At Valley Stream District 30, a century of learning, second to none


Valley Stream District 30’s current and former school administrators, students, principals, and teachers celebrated the district and Clear Stream Avenue School’s 100th-year anniversary on Sept. 6. On the school’s front steps, the sixth-grade chorus, led by music teacher Stephanie Cooke, opened the ceremony with the Pledge of Allegiance and national anthem.

“The excellence that is provided to our students over the 100 years has been surpassed by none,” said Clear Stream Avenue Principal John Singleton. “We are so fortunate that we provide our love and our support to so many children in this community.”

Superintendent Garcia-France remarked on how much has changed over the years but still remains the same. “When we began in 1923, this wonderful array of diversity did not exist,” she said. “What did exist was the desire and drive for excellence. And so, here we stand in 2023 and we still hold true to that value of ensuring that we maintain, sustain, and innovate for excellence so that all of you who are standing before us today will be global leaders of tomorrow.”

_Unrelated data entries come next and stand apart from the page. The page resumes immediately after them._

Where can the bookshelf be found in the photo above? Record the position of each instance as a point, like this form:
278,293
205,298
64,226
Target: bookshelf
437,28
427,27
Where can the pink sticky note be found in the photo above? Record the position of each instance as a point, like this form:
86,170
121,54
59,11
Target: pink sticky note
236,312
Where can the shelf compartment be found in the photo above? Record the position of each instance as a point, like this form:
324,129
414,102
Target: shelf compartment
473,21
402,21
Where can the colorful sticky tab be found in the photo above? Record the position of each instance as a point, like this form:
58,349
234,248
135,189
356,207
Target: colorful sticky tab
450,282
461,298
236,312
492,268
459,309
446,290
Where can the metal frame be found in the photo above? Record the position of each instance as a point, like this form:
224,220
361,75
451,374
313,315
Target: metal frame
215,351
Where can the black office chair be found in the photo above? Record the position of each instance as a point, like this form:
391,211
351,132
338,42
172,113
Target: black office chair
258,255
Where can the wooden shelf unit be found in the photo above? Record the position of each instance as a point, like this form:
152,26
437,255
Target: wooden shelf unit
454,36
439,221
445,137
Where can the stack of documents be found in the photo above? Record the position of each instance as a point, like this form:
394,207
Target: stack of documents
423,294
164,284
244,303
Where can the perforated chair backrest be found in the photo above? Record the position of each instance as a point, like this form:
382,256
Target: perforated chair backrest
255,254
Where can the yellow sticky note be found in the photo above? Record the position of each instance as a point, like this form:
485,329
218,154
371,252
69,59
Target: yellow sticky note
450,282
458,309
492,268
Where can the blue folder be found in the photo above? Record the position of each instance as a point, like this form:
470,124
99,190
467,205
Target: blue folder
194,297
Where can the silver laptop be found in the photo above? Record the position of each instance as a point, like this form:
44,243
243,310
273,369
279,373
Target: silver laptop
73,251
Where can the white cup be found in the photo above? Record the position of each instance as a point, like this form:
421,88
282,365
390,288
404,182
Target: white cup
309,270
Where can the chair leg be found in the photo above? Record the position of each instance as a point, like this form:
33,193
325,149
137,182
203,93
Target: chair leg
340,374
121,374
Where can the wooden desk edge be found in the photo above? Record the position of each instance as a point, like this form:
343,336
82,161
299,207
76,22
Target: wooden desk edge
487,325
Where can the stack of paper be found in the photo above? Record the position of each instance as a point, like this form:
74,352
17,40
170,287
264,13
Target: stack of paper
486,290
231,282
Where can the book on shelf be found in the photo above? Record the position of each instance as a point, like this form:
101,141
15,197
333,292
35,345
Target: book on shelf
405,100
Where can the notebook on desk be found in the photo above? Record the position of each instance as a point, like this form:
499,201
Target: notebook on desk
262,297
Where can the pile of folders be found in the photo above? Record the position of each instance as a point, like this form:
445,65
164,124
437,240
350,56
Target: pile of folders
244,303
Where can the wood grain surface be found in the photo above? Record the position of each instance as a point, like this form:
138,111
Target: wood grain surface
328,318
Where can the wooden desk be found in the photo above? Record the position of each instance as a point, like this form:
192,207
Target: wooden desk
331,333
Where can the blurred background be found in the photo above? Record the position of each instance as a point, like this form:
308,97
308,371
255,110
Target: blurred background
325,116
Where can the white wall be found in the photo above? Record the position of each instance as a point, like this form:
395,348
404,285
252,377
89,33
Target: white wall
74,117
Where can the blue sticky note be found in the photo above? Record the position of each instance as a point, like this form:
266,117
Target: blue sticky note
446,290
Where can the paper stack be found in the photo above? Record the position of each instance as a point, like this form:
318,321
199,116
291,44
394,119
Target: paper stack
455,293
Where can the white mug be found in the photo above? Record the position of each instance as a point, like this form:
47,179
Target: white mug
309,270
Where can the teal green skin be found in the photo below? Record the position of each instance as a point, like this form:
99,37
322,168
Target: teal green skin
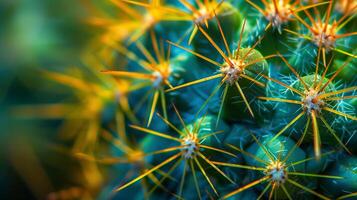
287,112
207,127
352,125
348,72
234,108
281,146
274,41
230,20
346,168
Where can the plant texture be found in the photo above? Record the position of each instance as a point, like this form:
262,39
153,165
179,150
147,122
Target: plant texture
206,99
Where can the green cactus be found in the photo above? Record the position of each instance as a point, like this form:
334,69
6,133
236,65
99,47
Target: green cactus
206,99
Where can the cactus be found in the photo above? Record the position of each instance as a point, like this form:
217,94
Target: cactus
206,99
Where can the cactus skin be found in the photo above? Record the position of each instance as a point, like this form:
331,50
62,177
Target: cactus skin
177,135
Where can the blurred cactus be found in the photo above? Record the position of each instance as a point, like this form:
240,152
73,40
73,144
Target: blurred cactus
266,92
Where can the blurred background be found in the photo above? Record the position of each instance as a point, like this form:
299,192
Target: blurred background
37,35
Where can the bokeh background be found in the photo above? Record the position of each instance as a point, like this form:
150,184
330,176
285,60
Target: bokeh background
37,35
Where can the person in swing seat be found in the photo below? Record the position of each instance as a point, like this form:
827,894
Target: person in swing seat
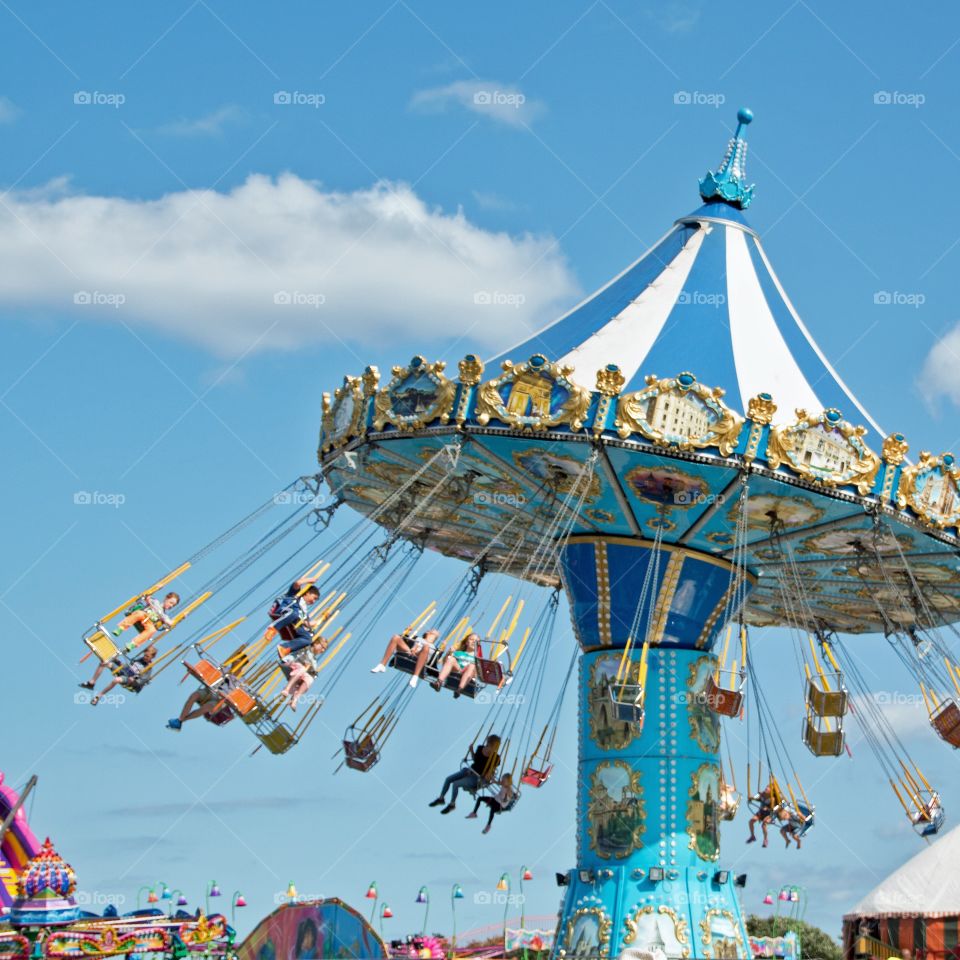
497,803
303,671
483,766
291,616
463,660
133,675
763,816
420,647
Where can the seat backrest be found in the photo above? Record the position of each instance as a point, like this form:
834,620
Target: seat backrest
490,672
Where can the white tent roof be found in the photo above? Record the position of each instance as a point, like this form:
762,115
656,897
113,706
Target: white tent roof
927,884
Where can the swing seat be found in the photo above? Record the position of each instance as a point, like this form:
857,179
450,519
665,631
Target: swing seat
361,754
827,703
207,673
946,722
822,743
727,703
490,672
222,715
101,644
627,701
533,777
931,827
277,740
728,810
241,701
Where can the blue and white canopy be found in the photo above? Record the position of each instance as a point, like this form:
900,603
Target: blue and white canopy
705,299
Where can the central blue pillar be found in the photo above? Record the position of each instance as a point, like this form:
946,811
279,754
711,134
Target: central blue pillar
648,846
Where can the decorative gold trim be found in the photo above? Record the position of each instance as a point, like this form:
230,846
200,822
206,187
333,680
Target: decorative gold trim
439,407
761,408
707,938
471,370
599,793
531,387
352,390
680,929
610,380
603,594
634,409
604,923
894,449
785,447
916,495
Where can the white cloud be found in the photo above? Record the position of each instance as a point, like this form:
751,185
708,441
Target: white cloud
210,125
276,263
501,102
941,370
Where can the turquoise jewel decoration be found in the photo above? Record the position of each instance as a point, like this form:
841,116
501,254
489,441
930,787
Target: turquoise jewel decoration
729,182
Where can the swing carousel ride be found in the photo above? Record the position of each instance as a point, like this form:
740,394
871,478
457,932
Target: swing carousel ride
679,512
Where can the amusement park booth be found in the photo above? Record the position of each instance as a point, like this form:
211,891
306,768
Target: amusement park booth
914,913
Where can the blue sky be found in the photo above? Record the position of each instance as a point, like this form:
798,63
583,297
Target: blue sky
180,165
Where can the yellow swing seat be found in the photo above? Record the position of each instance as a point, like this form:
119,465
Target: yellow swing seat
827,703
945,720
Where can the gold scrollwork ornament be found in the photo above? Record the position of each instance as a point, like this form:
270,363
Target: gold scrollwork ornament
680,412
824,449
417,395
530,402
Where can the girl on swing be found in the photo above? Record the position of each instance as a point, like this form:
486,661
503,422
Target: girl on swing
497,803
463,659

Before Valley Stream Union Free School District 30, otherwise known as “The Friendly Schools,” was formed, students living west of Merrick Avenue had to attend either Wheeler Avenue in District 13, Brooklyn Avenue in District 24, or Elmont. Families were concerned about these schools becoming overcrowded and worried that the children from the western end of town would have to travel far to get an education. This matter was brought to the attention of Nassau County Second District Superintendent Wellington C. Mepham, who after reviewing numerous potential alternatives, declared on May 22, 1923, the formation of Common School District No. 30. 

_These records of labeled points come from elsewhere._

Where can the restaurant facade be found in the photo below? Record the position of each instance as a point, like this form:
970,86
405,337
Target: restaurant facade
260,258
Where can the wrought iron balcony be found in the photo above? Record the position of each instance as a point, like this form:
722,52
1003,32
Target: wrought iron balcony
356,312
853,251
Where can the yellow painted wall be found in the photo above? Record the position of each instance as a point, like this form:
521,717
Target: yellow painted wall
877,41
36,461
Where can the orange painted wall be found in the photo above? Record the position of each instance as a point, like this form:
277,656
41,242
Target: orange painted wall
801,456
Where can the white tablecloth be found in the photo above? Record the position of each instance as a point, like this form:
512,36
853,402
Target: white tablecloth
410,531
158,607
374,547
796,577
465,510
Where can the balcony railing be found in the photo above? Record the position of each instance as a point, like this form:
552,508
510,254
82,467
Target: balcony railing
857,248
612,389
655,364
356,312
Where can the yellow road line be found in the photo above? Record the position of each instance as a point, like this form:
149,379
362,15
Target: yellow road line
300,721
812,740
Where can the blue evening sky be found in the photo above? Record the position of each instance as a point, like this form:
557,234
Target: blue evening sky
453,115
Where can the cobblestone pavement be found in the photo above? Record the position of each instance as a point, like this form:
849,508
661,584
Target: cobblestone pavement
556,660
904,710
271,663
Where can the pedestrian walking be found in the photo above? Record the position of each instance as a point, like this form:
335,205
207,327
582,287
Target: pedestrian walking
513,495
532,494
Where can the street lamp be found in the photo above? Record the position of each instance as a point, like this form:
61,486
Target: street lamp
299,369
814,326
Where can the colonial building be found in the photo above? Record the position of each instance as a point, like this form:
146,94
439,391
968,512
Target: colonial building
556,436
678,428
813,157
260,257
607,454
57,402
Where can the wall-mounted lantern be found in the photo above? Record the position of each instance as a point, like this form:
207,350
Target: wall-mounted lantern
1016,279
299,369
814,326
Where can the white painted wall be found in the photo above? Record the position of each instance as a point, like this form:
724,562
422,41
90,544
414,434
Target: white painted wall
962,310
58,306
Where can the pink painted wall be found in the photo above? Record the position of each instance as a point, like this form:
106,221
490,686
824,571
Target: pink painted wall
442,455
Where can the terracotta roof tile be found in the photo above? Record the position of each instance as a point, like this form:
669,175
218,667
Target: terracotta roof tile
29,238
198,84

On June 19 of that year, the district superintendent, under the authority of the New York State Education Department, changed the district’s structure to a union-free school district which allowed the district to provide education on a broader and more effective basis to its students. By September of that year, its first school, a wooden structure located on Joseph Buscher’s estate, was up and running.

Former Clear Stream Principal Bob Cohen also addressed the attendees. “Clear Stream’s impact reverberates far beyond its walls; it is woven into the very fabric of the Valley Stream community.”

The celebration concluded with the students showing their love for their school by circling the building with their hands held and giving it a big hug.